The program must be able to do these things:
1) Have a control that allows the user to cycle the next piece (a departure
from standard tetris where the pieces are pseudo-random)
2) Have controls that move the active piece left or right in the playfield
3) Have a control that rotates the piece
4) A virtual external storage mechanism can be used on one of the computer's io
ports according to these rules if that device's interface to the computer is
bidirectional.
1) a 0 byte followed by a 3 byte address causes the virtual storage device
to reply with the byte previously stored at that address or 0.
2) any other byte value is taken as a write length. three bytes of address
are read and then each of length bytes are read from the io line and
written to the virtual storage at an increasing address.

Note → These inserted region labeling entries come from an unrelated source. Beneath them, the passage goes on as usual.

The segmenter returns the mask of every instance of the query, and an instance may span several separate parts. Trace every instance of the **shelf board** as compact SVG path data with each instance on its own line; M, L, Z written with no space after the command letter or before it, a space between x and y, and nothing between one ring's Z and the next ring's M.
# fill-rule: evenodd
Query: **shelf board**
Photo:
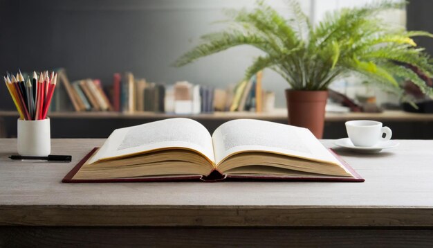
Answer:
M18 117L16 111L0 111L0 117ZM154 112L120 113L114 112L52 112L51 118L120 118L120 119L163 119L185 117L200 120L232 120L235 118L257 118L261 120L279 120L287 118L286 109L276 109L271 112L214 112L198 114L175 114ZM403 111L385 111L382 113L326 113L326 121L346 121L348 120L369 119L379 121L432 121L433 114L409 113Z

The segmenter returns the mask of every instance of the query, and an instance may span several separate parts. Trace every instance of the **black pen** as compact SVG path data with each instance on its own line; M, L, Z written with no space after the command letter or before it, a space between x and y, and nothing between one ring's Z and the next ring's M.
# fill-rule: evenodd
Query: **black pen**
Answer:
M72 160L71 155L48 155L48 157L19 156L11 155L9 157L12 160L46 160L48 161L68 163Z

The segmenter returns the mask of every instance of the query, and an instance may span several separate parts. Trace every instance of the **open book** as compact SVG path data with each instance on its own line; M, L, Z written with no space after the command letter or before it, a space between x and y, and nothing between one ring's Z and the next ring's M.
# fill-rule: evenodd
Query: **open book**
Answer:
M364 181L308 129L239 119L211 136L197 121L175 118L114 130L63 181L194 179Z

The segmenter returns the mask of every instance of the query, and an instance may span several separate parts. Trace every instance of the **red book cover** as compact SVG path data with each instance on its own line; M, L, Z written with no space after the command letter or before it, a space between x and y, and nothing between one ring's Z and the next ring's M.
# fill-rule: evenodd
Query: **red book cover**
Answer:
M113 77L113 98L112 104L114 111L120 111L120 73L114 73Z
M134 178L119 178L119 179L74 179L74 175L80 170L80 168L84 163L91 157L91 156L96 152L98 148L93 148L88 154L80 161L77 165L64 177L62 180L64 183L97 183L97 182L156 182L156 181L209 181L215 182L219 181L340 181L340 182L363 182L365 179L358 174L346 161L342 160L340 156L330 150L331 153L340 160L343 166L351 172L353 177L338 177L332 176L320 176L314 175L303 177L288 177L288 176L269 176L269 175L227 175L220 173L217 170L212 171L207 176L190 176L190 175L175 175L175 176L163 176L163 177L147 177L145 178L134 177Z

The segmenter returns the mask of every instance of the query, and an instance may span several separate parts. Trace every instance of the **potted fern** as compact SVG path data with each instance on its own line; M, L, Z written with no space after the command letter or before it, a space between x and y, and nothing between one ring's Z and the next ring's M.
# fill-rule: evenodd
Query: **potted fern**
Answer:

5) Produce an output in the virtual storage device staring at address 0 according
to the rules below for a game of tetris.
6) Be able to reproduce itself given a correct set of inputs.
Building the program:
Each piece has a unique id when it spawns and it's copied into a shadow play area
when it is placed.
piece id = 37 used_pieces = {37: "L", 21: "T", ...}
|| [][][] ||
|| [] ||
|| => || 373737
||5353 2199 ||5353372199
||5353212199 ||5353212199
Each completed row is added to the list of completed rows at the top in the order
in which they're completed (simultaneously completed rows are processed bottom up).
|| ||
|| ||
|| 373737 => ||
||5353372199 || 373737
||5353212199 ||5353212199
============ ============
aabbccddee 5353372199
aabbccddee
At the end of the game, the placed block ids are scanned from the upper left of
the play area to the bottom right and then in the same way for all completed
rows. Each id is used only the first time it is encountered (on the highest and
leftmost block of the playfield or the completed row list). When the first block
of any placed piece is so encountered, the 4 byte sequence associated with the
piece it represented must be added to the program's code.
Any computer or emulator can be used for this challenge, but it's kind of
cheating to envision a cpu that's specialized to this task.